From Label to Etiology: Applying the 2026 AACE Framework
Learn how clinicians spot uncommon diabetes causes—from pancreatic disease and MODY to steroids, transplants, and checkpoint inhibitors—before treatment.
Episodes in this series

Experts conclude by emphasizing that the 2026 AACE classification algorithm is a call for clinicians to pause, reassess presumed type 2 diabetes, and recognize that getting the etiology right is foundational to optimizing downstream treatment.
In the closing segment, Samson reiterates that the differential diagnosis for adult-onset diabetes is far broader than the traditional assumption that most patients have type 2 diabetes. She emphasizes that clinicians should not simply accept a preexisting type 2 diabetes label when patients establish care, particularly if the disease course does not align with the expected phenotype.
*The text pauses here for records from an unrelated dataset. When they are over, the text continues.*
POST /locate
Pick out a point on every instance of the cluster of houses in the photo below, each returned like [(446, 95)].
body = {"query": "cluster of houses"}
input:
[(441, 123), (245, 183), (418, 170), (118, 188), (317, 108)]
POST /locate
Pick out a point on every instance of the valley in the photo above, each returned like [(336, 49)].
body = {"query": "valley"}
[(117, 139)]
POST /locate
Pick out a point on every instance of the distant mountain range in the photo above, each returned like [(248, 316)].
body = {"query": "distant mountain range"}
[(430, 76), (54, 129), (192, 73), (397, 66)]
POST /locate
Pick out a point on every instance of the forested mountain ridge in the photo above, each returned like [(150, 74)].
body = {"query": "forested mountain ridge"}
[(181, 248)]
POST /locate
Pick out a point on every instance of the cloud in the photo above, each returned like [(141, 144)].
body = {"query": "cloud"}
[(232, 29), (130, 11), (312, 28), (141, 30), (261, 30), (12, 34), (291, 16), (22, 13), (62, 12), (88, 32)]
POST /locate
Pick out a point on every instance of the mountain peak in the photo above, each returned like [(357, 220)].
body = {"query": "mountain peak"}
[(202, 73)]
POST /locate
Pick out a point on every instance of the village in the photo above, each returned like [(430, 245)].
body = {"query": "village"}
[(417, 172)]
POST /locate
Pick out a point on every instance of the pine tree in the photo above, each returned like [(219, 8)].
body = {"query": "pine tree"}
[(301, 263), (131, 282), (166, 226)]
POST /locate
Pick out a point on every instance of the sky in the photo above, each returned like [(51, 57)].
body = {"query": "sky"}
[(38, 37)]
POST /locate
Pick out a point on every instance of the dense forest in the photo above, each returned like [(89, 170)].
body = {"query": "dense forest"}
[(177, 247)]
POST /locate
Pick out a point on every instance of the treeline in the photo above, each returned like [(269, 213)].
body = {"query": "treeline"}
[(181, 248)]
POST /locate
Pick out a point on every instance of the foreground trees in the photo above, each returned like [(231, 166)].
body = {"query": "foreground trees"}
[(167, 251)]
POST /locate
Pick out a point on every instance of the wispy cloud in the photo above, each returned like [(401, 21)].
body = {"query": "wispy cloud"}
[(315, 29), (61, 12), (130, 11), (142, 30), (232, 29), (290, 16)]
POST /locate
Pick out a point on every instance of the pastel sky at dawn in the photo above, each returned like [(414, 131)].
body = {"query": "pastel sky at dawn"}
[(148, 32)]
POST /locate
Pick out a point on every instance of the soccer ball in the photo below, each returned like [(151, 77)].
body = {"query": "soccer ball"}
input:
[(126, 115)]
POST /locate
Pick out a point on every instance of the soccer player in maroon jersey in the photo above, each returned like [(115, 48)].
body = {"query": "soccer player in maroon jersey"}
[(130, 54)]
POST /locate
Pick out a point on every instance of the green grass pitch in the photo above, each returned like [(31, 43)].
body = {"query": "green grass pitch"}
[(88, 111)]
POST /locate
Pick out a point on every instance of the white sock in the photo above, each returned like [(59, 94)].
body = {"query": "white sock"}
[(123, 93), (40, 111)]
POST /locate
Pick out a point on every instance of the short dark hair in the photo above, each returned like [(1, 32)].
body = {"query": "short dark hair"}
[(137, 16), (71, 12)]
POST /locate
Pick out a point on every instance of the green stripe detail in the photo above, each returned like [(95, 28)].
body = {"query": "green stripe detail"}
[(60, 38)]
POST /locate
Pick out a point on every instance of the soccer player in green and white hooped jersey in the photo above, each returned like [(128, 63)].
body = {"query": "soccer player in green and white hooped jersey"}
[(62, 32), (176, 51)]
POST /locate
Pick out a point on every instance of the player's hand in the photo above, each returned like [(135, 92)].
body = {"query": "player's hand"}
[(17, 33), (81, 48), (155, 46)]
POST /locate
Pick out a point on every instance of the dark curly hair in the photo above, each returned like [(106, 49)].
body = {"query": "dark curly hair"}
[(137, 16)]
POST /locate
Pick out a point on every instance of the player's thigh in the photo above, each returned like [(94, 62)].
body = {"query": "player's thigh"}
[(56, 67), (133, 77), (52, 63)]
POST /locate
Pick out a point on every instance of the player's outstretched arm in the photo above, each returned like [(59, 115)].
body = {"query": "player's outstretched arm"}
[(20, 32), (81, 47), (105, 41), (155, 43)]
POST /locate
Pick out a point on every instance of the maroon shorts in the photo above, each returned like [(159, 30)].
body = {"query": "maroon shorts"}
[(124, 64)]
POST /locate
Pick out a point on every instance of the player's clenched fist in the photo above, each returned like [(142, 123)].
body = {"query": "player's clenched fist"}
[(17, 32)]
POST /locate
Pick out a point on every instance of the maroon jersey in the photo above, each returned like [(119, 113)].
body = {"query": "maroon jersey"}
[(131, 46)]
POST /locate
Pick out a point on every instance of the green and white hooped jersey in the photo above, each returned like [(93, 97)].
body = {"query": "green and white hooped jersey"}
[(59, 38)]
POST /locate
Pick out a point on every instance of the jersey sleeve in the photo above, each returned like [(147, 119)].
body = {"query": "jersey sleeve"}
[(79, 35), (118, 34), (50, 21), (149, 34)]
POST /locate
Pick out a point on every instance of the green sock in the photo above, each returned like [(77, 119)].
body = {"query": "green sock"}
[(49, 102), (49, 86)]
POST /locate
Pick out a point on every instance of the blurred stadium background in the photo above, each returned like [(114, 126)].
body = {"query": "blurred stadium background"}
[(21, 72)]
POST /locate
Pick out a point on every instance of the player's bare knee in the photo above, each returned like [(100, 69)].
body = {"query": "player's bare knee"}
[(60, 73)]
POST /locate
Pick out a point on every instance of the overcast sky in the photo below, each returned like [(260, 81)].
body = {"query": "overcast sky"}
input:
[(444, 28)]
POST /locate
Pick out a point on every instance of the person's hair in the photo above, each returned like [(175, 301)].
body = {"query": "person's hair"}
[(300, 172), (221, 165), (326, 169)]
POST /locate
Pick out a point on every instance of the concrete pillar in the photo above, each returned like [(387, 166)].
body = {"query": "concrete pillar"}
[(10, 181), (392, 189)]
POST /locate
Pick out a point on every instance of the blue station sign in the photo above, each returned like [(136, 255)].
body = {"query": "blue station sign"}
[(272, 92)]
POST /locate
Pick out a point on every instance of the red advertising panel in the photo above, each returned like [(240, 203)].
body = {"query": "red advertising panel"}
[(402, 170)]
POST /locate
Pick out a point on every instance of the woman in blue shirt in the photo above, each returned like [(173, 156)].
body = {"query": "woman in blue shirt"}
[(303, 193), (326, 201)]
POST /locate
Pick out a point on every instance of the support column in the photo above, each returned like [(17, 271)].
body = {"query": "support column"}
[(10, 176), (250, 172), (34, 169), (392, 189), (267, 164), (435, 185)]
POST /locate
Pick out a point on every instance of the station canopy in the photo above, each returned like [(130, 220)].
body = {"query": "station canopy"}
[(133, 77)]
Instead, the 2026 AACE algorithm encourages a systematic reassessment of diagnosis when glycemic patterns, insulin requirements, weight trajectory, or associated comorbidities raise concern.
Samson notes that individuals who clearly do not fit a typical type 2 phenotype—whether because of autoimmunity, pancreatic disease, endocrinopathy, or genetic features—should be referred for endocrinology evaluation and more detailed classification.
Umpierrez reflects on his decades of practice in diabetes and endocrinology and candidly acknowledges how often he now questions whether earlier patients may have been misclassified as having type 2 diabetes. He underscores that misclassification of adult-onset type 1 diabetes as type 2, pancreatic diabetes, MODY, or cortisol-mediated diabetes is not merely academic; it can profoundly alter downstream treatment decisions, risk for acute complications such as diabetic ketoacidosis, and the trajectory of chronic complications.
In his view, the 2026 AACE classification algorithm provides a practical, clinically oriented framework that can help busy clinicians recognize when additional testing, imaging, or specialist referral is warranted.
Together, Samson and Umpierrez characterize the new algorithm as an “invitation to pause”—a structured prompt to ask whether the current diagnosis truly explains the patient’s presentation and treatment response. By embedding classification logic alongside therapeutic guidance, the 2026 AACE algorithm aims to ensure that the right diagnosis underpins decisions about pharmacologic therapy, technology use, and long-term risk reduction.
The experts conclude that widespread adoption of this approach has the potential to improve diagnostic accuracy, individualize care, and ultimately enhance outcomes for adults living with diabetes who might otherwise be managed under an oversimplified label of type 2 diabetes.